Call To Action presentation gets author's Scripture commentaries pulled from book

Margaret Nutting Ralph (Newscom/MCT/Pablo Alcala)

Margaret Nutting Ralph (Newscom/MCT/Pablo Alcala)

A religious educator with decades of experience, hired to write Scripture commentaries for a liturgy training sourcebook, had her writing pulled from the book after the publisher learned that she had presented a workshop at a Call To Action conference.

Liturgy Training Publications, owned by the Chicago archdiocese, had hired Margaret Nutting Ralph to write short daily Scripture commentaries for its Sourcebook for Sundays, Seasons, and Weekdays 2015, a resource for lectors.

Ralph had previously written marginal notes and commentaries on Sunday Lectionary readings for the Advent, Lent and Easter seasons for Liturgy Training Publications' 2011 and 2013 Workbook for Lectors, Gospel Readers, and Proclaimers of the Word.

But in January, Ralph was informed in a letter from the publishing house's director, John Thomas, that her work would not be used.

"Our archdiocesan censor has requested that we withhold the Scripture Commentaries that you wrote," the letter stated. "The request was made because of your recent presentation at Call to Action."

Call To Action is a Chicago-based lay organization that works for progressive reform of the Catholic church.

Thomas' Jan. 30 letter to Ralph pointed out that Liturgy Training Publications "retains copyright and ownership of the commentaries per the work for hire contract," and that the publisher "will keep them on file in the event that we are able to publish them at some time in the future."

Ralph, author of Why the Catholic Church Must Change: A Necessary Conversation, presented a workshop at the November 2013 Call To Action conference on how to be a biblical contextualist as opposed to a biblical literalist.

Ralph told NCR in a telephone interview April 17 that the presentation aimed at answering two questions: "If we're faithful to the Catholic church, which teaches us to be nourished and ruled by Scripture, and to interpret Scripture as contextualists, can we continue to use Scripture in the way it has been used in regard to some contemporary issues?" and "How do we interpret Scripture as contextualists?"

Ralph gave the presentation twice.

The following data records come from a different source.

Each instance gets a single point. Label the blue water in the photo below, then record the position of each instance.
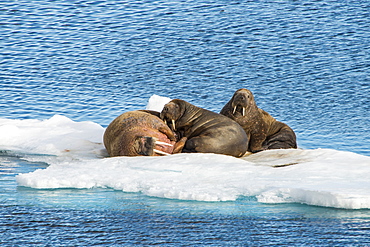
(307, 64)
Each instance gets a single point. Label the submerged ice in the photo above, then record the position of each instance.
(75, 154)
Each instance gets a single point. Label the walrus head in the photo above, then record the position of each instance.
(171, 112)
(150, 146)
(242, 101)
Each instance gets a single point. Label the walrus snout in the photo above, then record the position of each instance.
(170, 113)
(144, 145)
(240, 101)
(149, 146)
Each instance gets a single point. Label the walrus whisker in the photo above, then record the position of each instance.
(160, 152)
(173, 124)
(163, 143)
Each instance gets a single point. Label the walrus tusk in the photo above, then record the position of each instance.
(163, 143)
(173, 124)
(160, 152)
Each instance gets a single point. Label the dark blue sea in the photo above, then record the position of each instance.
(306, 62)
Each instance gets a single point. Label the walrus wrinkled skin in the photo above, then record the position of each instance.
(203, 131)
(138, 133)
(263, 131)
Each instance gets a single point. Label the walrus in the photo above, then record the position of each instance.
(264, 131)
(204, 131)
(139, 133)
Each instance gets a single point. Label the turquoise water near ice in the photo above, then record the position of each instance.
(307, 64)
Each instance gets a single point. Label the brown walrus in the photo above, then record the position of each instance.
(263, 131)
(203, 131)
(139, 133)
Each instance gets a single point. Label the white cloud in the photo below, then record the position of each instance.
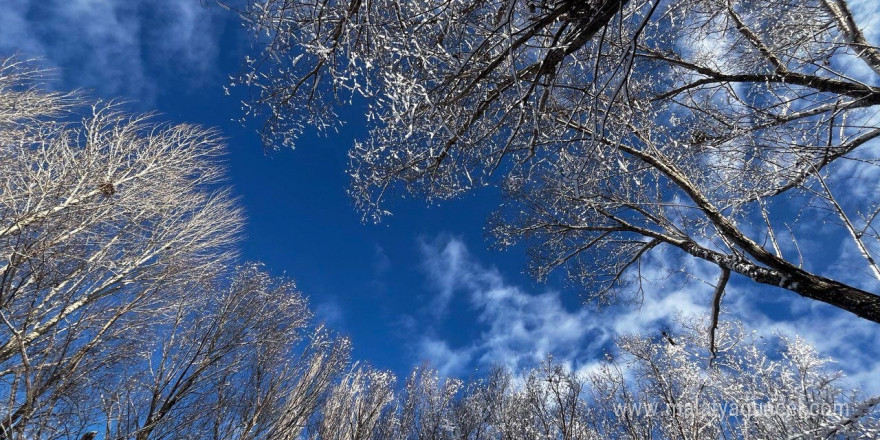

She told NCR that she and her audience discussed Dei Verbum (a Second Vatican Council document that focuses on Scripture and divine revelation), homosexuality and contraception. They also spent a very short time on women's ordination, she said.

After she received the letter, she emailed Thomas and asked to speak with the decision-makers. Thomas arranged for a conference call in February with Ralph, Thomas and Fr. Robert Tuzik, a Chicago priest.

Ralph said she wasn't told if Tuzik was the one who decided to censor her work. She said that Thomas told her he could not reveal a censor's identity to censored authors. According to Ralph, Thomas told her at the beginning of the call that the decision was not up for discussion.

"I would simply receive an explanation. The decision was firm," Ralph said in an email to NCR.

"The priest told me that refusing to publish my commentaries was called for because he wanted to avoid any public perception that the Archdiocese of Chicago is not firm on doctrine, especially the doctrine against women's ordination," she wrote. "He explained that by accepting an invitation to speak at Call To Action, even though my topic was on how to be a biblical contextualist, I had 'passively supported this unorthodox group's whole agenda.' "

In the phone interview with NCR, Ralph elaborated: "He kept bringing up women's ordination over and over and over. And I said my talk was about being a biblical contextualist -- it wasn't about challenging the church on women's ordination. ... He just felt that my name shouldn't be associated with any publication that was diocesan-sponsored because it would make the diocese appear weak on doctrine."

Ralph, who served as secretary of educational ministries for the diocese of Lexington, Ky., for 16 years, said she told Tuzik that she understood the importance of doctrine, and that she could not use her position within the church to say anything contrary to church teaching.

"So we're not having an argument here about whether or not a censor should protect the Catholic church from teachings that aren't faithful representations of what the church teaches," Ralph told NCR. "But the commentaries were [faithful to church teaching]. What [was] censored had nothing to do with the issue that he was so concerned about, had absolutely nothing to do with true doctrine and, particularly, the Catholic church's posture on the ordination of women."

NCR asked Tuzik and Thomas for comment. Each responded with similar, short email messages saying this was a personnel issue upon which they could not comment.

Ralph sent a letter in late March to Chicago Cardinal Francis George, summarizing the event and pleading her case. She received a typed card acknowledging that the office had received her correspondence and forwarded it to the cardinal. No name was included, just "Office of the Archbishop, Archdiocese of Chicago."

[Mick Forgey is an NCR Bertelsen editorial intern. His email address is mforgey@ncronline.org.]

A version of this story appeared in the July 18-31, 2014 print issue under the headline: Scripture commentaries get censor's ax.